A corto plazo, la falta de agua prolongada dejará secuelas evidentes en los ecosistemas. El experto del CREAF prevé un incremento progresivo de la mortalidad de árboles y un mayor riesgo de incendios. También augura cambios estructurales progresivos en los bosques, donde unas especies irán sustituyendo a otras.
Aun así, con el aumento de las temperaturas y el turismo, se construyen más piscinas privadas, hoteles rurales y se hacen más actividades para fomentar esta actividad económica. Todo decisiones que consumen grandes cantidades de agua, destaca Polo, catedrática de la UCO.
El cambio climático
La catedrática desarrolla que el cambio climático no solo influye en la sequía a través del calor, sino también con los cambios en los patrones de precipitaciones y nieve. En las zonas tradicionalmente húmedas de España no es que llueva menos, pero lo hace en menos tiempo.
Esto se traduce en un suelo que se seca antes y unos pastos que a mitad de agosto ya no estaban disponibles para la ganadería, indica Polo.
La nieve, que es otra de las fuentes para nuestras reservas de agua, también se ve afectada. Igual que con las precipitaciones, las nevadas también se distribuyen en menos episodios al año. Además, la ausencia de lluvia entre unas y otras y los cielos despejados hacen que el agua se evapore directamente, sin pasar por su estado líquido.
Es decir, no solo se funde antes, reduciendo los caudales de los cauces ya en mayo y durante todo el verano, sino que parte de la nieve del invierno se pierde a la atmósfera directamente.
Esta reducción de caudales no se queda en España, se replica en toda Europa. Ríos como el Danubio o el Ródano registran mínimos históricos, forzando la parálisis o reducción de potencia en centrales nucleares de Francia, Hungría y Rumanía al imposibilitar la refrigeración de sus reactores.

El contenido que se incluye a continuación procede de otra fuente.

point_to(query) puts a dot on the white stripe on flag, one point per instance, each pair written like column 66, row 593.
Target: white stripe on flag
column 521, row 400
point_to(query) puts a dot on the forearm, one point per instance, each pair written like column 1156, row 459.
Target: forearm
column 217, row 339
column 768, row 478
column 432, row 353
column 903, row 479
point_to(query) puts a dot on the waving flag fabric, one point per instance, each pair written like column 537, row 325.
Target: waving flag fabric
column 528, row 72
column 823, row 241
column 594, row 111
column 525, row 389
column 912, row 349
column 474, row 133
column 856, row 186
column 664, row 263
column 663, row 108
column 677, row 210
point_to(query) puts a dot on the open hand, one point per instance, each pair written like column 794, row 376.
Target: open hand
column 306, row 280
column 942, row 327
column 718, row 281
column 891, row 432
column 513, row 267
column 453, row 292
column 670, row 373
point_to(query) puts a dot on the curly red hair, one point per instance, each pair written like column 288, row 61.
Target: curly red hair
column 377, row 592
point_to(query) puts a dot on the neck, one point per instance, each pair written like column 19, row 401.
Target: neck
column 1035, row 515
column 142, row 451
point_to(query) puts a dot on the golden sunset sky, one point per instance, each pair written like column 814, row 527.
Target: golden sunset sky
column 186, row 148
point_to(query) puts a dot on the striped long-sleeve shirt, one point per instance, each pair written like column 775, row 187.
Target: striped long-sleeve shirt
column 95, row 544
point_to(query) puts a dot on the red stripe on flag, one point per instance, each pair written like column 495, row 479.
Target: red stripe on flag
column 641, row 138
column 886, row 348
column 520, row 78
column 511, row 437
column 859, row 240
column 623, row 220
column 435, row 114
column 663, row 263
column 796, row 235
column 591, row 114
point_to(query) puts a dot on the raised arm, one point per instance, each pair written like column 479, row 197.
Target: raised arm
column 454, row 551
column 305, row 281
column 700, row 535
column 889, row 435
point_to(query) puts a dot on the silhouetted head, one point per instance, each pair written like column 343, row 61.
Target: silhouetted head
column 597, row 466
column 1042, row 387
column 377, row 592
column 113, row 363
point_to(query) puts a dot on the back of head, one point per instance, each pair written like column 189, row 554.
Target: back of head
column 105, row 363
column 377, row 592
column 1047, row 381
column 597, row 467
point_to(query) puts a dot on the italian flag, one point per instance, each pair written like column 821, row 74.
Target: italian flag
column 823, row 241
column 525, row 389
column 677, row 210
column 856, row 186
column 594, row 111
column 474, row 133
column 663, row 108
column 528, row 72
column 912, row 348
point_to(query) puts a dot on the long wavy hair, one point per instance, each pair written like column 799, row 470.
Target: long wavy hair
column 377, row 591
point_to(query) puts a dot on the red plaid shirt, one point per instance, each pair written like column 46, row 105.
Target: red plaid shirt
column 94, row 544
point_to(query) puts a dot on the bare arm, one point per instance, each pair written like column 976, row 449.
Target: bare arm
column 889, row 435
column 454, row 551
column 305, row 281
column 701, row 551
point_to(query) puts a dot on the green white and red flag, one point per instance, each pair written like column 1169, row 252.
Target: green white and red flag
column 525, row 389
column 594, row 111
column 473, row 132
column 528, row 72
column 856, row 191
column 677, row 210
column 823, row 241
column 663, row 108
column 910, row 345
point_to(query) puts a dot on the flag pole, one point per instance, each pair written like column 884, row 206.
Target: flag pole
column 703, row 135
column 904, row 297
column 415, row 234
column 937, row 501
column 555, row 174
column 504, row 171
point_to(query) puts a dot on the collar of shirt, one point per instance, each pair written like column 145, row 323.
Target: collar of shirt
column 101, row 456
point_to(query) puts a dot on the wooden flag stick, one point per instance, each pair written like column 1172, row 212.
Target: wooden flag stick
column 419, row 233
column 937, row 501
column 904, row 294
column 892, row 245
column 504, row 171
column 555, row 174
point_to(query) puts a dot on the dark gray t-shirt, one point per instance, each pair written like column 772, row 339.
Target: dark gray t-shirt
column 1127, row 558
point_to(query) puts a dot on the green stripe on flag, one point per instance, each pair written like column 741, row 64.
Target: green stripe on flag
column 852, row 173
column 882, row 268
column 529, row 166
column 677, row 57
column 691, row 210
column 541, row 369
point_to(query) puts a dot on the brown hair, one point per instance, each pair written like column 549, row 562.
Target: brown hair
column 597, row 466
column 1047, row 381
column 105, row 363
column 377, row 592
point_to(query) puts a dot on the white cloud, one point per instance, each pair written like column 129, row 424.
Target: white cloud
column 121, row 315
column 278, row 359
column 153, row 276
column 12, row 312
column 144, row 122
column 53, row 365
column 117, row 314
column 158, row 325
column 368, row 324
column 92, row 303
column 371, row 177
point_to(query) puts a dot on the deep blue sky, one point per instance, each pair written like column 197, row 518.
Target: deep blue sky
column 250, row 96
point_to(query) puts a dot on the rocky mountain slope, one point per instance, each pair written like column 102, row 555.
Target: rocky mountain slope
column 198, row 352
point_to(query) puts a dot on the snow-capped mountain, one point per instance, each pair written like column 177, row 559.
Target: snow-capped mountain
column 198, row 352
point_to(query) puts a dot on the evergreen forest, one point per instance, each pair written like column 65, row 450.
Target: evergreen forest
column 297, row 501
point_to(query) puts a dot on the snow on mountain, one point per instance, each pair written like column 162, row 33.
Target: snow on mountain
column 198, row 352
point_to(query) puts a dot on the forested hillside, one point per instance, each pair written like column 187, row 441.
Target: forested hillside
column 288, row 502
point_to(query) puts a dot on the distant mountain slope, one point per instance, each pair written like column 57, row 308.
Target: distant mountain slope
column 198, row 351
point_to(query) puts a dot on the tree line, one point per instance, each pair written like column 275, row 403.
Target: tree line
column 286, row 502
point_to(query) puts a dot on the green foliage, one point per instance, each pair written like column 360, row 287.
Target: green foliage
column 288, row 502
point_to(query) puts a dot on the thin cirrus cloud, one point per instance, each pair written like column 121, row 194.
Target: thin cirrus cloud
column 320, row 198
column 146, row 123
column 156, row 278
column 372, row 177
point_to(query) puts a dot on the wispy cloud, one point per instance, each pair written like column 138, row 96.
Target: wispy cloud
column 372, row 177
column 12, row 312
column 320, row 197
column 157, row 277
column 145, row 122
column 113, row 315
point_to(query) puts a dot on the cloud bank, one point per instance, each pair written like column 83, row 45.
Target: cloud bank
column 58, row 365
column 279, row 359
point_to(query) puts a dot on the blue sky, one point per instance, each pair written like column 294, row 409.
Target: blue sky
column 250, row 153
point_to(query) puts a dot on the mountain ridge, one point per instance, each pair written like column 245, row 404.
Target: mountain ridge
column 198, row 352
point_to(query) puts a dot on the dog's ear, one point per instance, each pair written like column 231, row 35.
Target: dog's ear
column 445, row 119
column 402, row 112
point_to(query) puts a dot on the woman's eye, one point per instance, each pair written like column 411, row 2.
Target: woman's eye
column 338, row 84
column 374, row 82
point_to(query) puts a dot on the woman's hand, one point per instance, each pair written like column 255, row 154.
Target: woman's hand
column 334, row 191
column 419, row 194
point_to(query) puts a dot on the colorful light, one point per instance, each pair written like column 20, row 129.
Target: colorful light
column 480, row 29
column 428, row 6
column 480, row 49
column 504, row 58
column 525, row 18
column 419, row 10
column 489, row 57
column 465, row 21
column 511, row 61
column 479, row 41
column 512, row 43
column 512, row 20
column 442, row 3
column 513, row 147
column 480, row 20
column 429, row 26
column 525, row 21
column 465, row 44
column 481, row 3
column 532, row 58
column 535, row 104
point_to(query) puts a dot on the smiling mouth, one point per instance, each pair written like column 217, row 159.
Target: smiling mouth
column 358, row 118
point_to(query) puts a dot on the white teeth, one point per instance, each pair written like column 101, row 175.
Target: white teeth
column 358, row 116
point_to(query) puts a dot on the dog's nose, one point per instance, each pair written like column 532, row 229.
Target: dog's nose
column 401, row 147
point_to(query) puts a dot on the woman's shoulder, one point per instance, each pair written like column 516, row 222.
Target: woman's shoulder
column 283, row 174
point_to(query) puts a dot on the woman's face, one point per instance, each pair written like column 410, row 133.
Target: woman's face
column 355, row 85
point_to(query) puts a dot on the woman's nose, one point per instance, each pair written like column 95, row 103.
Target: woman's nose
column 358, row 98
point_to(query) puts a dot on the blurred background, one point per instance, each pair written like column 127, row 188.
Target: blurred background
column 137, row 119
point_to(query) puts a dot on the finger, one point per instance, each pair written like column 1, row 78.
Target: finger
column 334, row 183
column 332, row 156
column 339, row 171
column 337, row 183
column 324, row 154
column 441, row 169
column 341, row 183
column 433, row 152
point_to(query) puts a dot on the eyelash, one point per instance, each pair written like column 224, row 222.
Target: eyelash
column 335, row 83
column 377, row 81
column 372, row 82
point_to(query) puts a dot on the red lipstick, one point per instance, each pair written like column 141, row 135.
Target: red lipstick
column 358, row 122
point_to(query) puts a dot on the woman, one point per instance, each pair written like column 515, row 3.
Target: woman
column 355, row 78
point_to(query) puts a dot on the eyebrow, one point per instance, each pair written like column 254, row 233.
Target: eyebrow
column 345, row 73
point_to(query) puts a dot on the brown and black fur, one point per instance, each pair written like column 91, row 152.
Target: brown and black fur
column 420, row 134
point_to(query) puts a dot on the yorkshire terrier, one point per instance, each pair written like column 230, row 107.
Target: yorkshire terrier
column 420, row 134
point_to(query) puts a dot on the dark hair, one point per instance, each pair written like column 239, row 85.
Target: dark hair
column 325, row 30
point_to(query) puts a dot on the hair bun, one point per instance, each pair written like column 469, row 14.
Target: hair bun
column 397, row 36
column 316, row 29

Desde Greenpeace, Barea manifiesta que no se puede culpar únicamente al cambio climático de la escasez de agua en España. "Es el acelerador de la crisis, pero la pésima gestión del recurso es el combustible". El factor determinante, denuncia, es la sobreexplotación que se ha hecho de ello.
"Hemos sobredimensionado la demanda por encima de las posibilidades reales de la naturaleza", dice tajante. El 80% del agua se destina a la ganadería y el regadío intensivos. A esto hay que añadir que entre el 20% y el 30% del agua potable urbana se pierde por fugas en tuberías obsoletas, como afirman Barea y Polo.
De hecho, las medidas restrictivas que han tenido que aplicar en Galicia o las cubas de las que dependen en Asturias, son una demostración del problema que enfrentamos. "Llamar a las cisternas en pleno verano es admitir que no se ha hecho absolutamente nada durante el invierno", subraya el portavoz de Greenpeace España.
El agua debe empezar a tratarse como un bien común, finito, vital para la salud pública y la preservación de los ecosistemas, reclama el ecologista. Por eso se debe dejar de gestionar "como una mercancía ilimitada al servicio de grandes intereses económicos".
Desde Greenpeace España consideran que deben aplicarse medidas estructurales como reducir y hacer una gestión preventiva de la demanda, reconvertir el modelo agroindustrial o cerrar inmediatamente todo pozo e infraestructura ilegal. Asimismo, rechazan la construcción de nuevos embalses y piden la reparación urgente de las redes urbanas para evitar las fugas de agua.
Para ellos, es primordial garantizar los caudales ecológicos y la protección de acuíferos, desarrollar una política forestal contra la desertificación y prohibir el desarrollo de megaproyectos de alto consumo (campos de golf, o complejos turísticos intensivos, entre otros)
Polo, por su parte, cree que ha llegado el momento de repensar el modelo de consumo si queremos evitar una catástrofe. "Si no se puede tener más agua, habrá que empezar a pensar en gastar menos".